Neither Citigroup nor Wall Street expected the bank's capital plan to be rejected. After all, Citi passed the first round of stress tests showing a strong minimum Tier 1 common equity ratio of 7.2% through the Fed's nine-quarter "severely adverse" economic scenario. That was the second-highest ratio among the "big six" U.S. banks, with only Wells Fargo (NYSE:WFC) showing a higher first-round minimum Tier 1 common equity ratio, at 8.2%.

The Way Ahead for Citigroup

Citigroup may or may not appeal the decision by revising their capital actions request. The dividend did not look to be the biggest issue; it was the buybacks. Citi could put a plan in place to better manage its capital planning practices, project its revenue and loss and improve its internal stress testing processes. But this is no guarantee that the Federal Reserve would reconsider.

1. We anticipate Citigroup will continue to make a profit each quarter in 2014. First quarter results should be released around April 15, 2014. We anticipate a quarterly profit between $0.85 and $1.00. With a $3.50 to $4.00 for the year.

2. Citi's book price is listed at $65.08 with the stock trading midday Wednesday at $48.00, which is 73% of book. This in itself is strong consideration to buy for the value of the stock. We would recommend an easy entry point up to $50.00 for the near term, as the stock price is expected to appreciate to near $58.00 by the end of the year. At $58, that would be a 20% appreciation in stock price.

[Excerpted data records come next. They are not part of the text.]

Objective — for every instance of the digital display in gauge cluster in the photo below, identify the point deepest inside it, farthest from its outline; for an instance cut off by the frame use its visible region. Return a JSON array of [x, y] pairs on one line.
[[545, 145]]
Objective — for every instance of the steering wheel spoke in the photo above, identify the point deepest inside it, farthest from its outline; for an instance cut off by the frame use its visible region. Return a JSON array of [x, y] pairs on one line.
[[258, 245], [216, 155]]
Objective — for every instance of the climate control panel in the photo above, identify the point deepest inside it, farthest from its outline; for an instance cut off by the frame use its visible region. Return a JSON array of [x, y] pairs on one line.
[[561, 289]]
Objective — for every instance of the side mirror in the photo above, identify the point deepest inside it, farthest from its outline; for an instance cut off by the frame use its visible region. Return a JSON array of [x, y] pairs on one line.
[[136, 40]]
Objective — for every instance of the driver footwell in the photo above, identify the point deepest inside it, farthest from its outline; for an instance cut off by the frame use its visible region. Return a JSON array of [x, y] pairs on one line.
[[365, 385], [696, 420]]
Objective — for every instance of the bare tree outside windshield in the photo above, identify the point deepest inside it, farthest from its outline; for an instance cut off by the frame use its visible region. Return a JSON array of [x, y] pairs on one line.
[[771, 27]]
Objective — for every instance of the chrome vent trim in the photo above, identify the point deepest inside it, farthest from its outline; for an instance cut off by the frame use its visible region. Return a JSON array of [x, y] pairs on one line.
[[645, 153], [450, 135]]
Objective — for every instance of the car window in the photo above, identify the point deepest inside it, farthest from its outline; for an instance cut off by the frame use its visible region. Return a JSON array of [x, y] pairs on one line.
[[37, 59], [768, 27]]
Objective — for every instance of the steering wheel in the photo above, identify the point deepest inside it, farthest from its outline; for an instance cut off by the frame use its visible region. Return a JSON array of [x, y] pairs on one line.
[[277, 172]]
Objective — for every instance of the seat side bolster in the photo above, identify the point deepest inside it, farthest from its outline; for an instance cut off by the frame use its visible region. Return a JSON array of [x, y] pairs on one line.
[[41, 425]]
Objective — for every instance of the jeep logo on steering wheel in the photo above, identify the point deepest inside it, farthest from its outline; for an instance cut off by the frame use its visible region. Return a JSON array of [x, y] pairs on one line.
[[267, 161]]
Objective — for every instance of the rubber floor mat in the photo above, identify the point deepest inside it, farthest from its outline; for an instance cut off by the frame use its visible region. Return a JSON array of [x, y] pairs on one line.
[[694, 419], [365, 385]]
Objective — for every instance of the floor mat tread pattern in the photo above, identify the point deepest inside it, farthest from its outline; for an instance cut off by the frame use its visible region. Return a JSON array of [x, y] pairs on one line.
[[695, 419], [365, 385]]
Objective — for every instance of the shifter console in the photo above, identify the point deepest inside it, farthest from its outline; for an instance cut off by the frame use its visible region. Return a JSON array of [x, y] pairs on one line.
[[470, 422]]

3. As Citigroup continues to buy some of the 3 billion outstanding shares of common stock off the market in the buy backs, this will push (however slightly) the value of the stock upward. If you are a current investor, you could do nothing and enjoy a greater percentage of the profits. In reality, the stock price appreciation will be a greater factor than a nickel dividend per quarter. I hope Citi continues to buy more shares in 2014.

4. The Federal Reserve's current monetary policy of low interest rates has stabilized the housing market and allowed banks to provide a steady flow of business. Citigroup, and the other lending institutions are benefiting from this and will continue throughout 2014.

Our recommendation is to buy and hold Citigroup stock. The stock price appreciation through 2014 looks to have a strong opportunity of double digit growth. The quarterly profits and rising book value are additional positive factors leading into 2015. Now is a great time to grow through Citigroup.

Disclosure: I am long C. I wrote this article myself, and it expresses my own opinions. I am not receiving compensation for it (other than from Seeking Alpha). I have no business relationship with any company whose stock is mentioned in this article.